Les grondements de Rose se perdaient dans les cahots de la voiture.

Aux Tulettes, Marthe se dirigea vivement vers la maison de l’oncle Macquart, suivie de la cuisinière, qui se taisait maintenant, haussant les épaules, les lèvres pincées.

— Comment ! c’est toi ! s’écria l’oncle, très surpris. Je te croyais dans ton lit. On m’avait raconté que tu étais malade… Eh ! eh ! petite, tu n’as pas l’air fort… Est-ce que tu viens me demander à dîner ?

— Je voudrais voir François, mon oncle, dit Marthe.

— François ? répéta Macquart en la regardant en face, tu voudrais voir François ? C’est l’idée d’une bonne femme. Le pauvre garçon a assez crié après toi. Je l’apercevais du bout de mon jardin, qui donnait des coups de poing dans les murs en t’appelant… Ah ! tu viens le voir ? Je croyais que vous l’aviez tous oublié là-bas.

De grosses larmes étaient montées aux yeux de Marthe.

— Ce ne sera pas facile de le voir aujourd’hui, continua Macquart. Il va être quatre heures. Puis, je ne sais trop si le directeur voudra te donner la permission. Mouret n’est pas sage depuis quelque temps ; il casse tout, il parle de mettre le feu à la boutique. Dame ! les fous ne sont pas aimables tous les jours.

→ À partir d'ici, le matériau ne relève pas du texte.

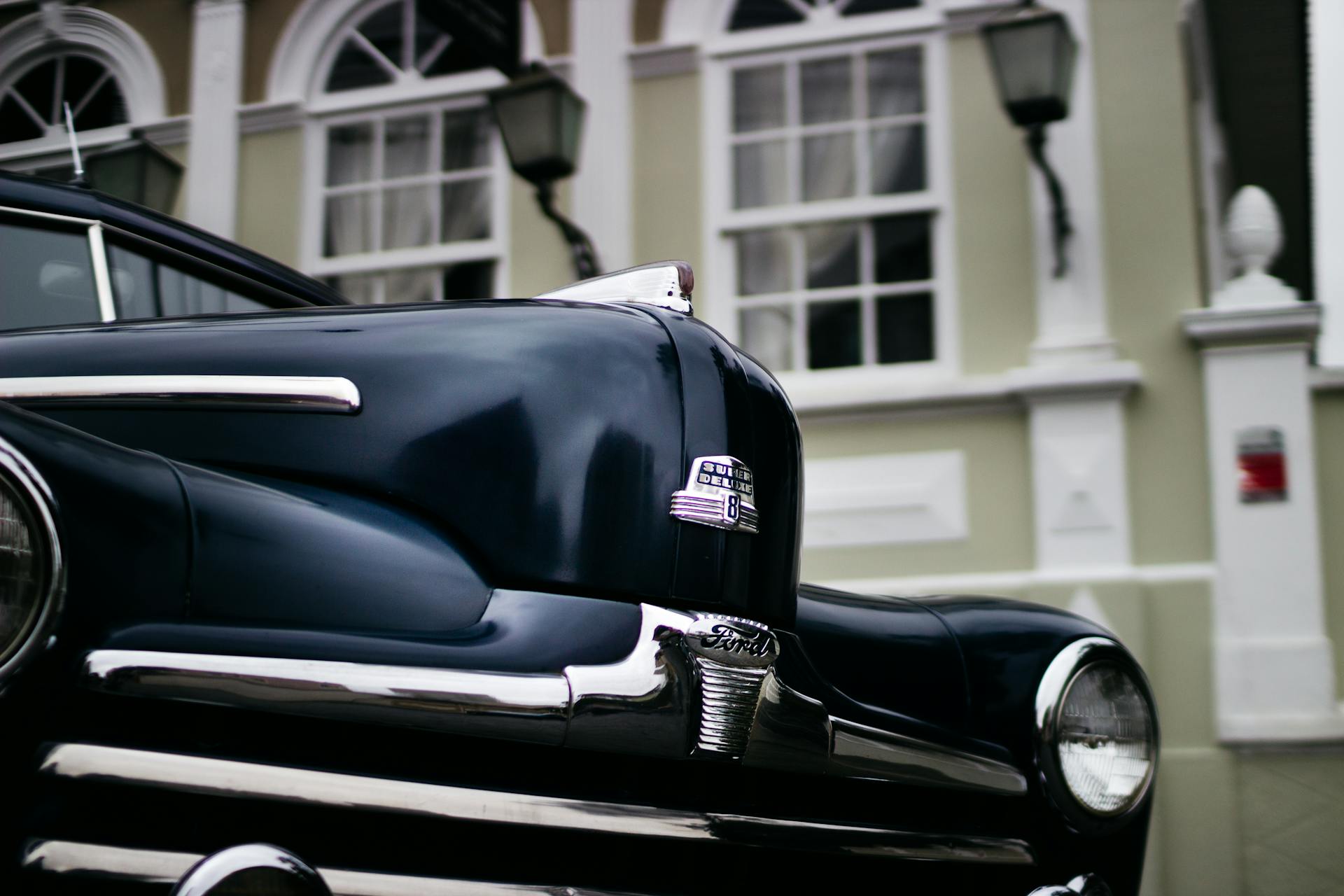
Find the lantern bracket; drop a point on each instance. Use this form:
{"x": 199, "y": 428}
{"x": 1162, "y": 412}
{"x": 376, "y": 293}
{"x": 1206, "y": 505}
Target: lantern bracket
{"x": 1060, "y": 226}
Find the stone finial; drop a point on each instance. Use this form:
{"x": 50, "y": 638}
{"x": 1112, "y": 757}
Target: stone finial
{"x": 1254, "y": 235}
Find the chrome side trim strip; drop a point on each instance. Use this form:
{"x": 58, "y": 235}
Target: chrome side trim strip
{"x": 335, "y": 790}
{"x": 94, "y": 862}
{"x": 489, "y": 704}
{"x": 330, "y": 394}
{"x": 692, "y": 685}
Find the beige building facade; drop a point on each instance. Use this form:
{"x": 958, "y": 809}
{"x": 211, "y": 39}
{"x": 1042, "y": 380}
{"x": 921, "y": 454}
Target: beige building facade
{"x": 864, "y": 219}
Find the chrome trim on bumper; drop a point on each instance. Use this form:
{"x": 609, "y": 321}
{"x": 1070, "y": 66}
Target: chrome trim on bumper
{"x": 94, "y": 862}
{"x": 518, "y": 707}
{"x": 195, "y": 391}
{"x": 692, "y": 685}
{"x": 336, "y": 790}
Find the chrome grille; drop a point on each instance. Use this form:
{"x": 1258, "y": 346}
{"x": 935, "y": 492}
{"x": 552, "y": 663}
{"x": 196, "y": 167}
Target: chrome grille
{"x": 729, "y": 697}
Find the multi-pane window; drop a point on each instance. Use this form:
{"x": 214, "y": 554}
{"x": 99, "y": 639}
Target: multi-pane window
{"x": 764, "y": 14}
{"x": 831, "y": 213}
{"x": 33, "y": 104}
{"x": 838, "y": 295}
{"x": 409, "y": 195}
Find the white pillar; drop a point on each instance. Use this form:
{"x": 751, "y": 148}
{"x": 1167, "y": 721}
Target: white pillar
{"x": 601, "y": 74}
{"x": 217, "y": 66}
{"x": 1326, "y": 36}
{"x": 1275, "y": 671}
{"x": 1072, "y": 311}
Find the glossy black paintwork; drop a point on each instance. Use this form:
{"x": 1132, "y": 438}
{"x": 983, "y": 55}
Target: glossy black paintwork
{"x": 20, "y": 191}
{"x": 543, "y": 440}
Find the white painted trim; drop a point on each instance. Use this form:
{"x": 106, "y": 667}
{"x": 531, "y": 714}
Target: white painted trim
{"x": 102, "y": 35}
{"x": 1300, "y": 321}
{"x": 1072, "y": 316}
{"x": 1022, "y": 580}
{"x": 1326, "y": 71}
{"x": 169, "y": 132}
{"x": 657, "y": 61}
{"x": 603, "y": 190}
{"x": 722, "y": 220}
{"x": 878, "y": 390}
{"x": 217, "y": 83}
{"x": 909, "y": 498}
{"x": 260, "y": 117}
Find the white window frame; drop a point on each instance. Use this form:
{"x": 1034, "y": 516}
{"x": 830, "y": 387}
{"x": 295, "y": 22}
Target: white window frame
{"x": 90, "y": 33}
{"x": 818, "y": 39}
{"x": 407, "y": 96}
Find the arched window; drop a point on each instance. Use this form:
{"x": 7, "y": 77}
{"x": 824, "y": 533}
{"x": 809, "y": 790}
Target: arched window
{"x": 33, "y": 99}
{"x": 410, "y": 199}
{"x": 762, "y": 14}
{"x": 831, "y": 209}
{"x": 78, "y": 55}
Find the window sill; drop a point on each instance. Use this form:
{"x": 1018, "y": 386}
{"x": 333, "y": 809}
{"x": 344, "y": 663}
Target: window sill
{"x": 932, "y": 387}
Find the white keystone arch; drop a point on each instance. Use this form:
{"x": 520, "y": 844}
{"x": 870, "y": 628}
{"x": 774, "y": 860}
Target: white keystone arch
{"x": 293, "y": 65}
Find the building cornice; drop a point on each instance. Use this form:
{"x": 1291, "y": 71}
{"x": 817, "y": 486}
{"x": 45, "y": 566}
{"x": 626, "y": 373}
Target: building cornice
{"x": 1210, "y": 327}
{"x": 872, "y": 391}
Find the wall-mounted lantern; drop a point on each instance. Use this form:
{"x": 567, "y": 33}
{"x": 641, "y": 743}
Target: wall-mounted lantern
{"x": 1032, "y": 54}
{"x": 542, "y": 121}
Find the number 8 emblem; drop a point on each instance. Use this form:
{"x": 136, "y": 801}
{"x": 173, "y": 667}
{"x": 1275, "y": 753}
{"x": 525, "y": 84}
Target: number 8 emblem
{"x": 732, "y": 508}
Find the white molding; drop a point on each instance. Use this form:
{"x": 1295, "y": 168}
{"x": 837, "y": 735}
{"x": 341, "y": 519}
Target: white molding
{"x": 1022, "y": 580}
{"x": 217, "y": 81}
{"x": 660, "y": 61}
{"x": 885, "y": 498}
{"x": 1326, "y": 71}
{"x": 1072, "y": 315}
{"x": 1327, "y": 379}
{"x": 302, "y": 43}
{"x": 260, "y": 117}
{"x": 169, "y": 132}
{"x": 879, "y": 390}
{"x": 603, "y": 190}
{"x": 102, "y": 35}
{"x": 1298, "y": 321}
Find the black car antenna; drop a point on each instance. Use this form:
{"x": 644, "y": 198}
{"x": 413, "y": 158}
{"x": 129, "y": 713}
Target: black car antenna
{"x": 78, "y": 181}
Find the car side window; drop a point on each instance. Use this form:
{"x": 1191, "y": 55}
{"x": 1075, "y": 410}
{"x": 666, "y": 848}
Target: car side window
{"x": 144, "y": 286}
{"x": 46, "y": 277}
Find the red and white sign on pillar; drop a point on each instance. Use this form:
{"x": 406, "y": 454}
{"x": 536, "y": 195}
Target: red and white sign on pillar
{"x": 1262, "y": 472}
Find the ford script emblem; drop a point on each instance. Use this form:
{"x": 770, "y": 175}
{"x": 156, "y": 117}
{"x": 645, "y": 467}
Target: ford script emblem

Elle écoutait, toute frissonnante. Elle allait questionner l’oncle, mais elle se contenta de tendre les mains vers lui.

— Je vous en supplie, dit-elle. J’ai fait le voyage exprès ; il faut absolument que je parle à François aujourd’hui, à l’instant… Vous avez des amis dans la maison, vous pouvez m’ouvrir les portes.

— Sans doute, sans doute, murmura-t-il, sans se prononcer plus nettement.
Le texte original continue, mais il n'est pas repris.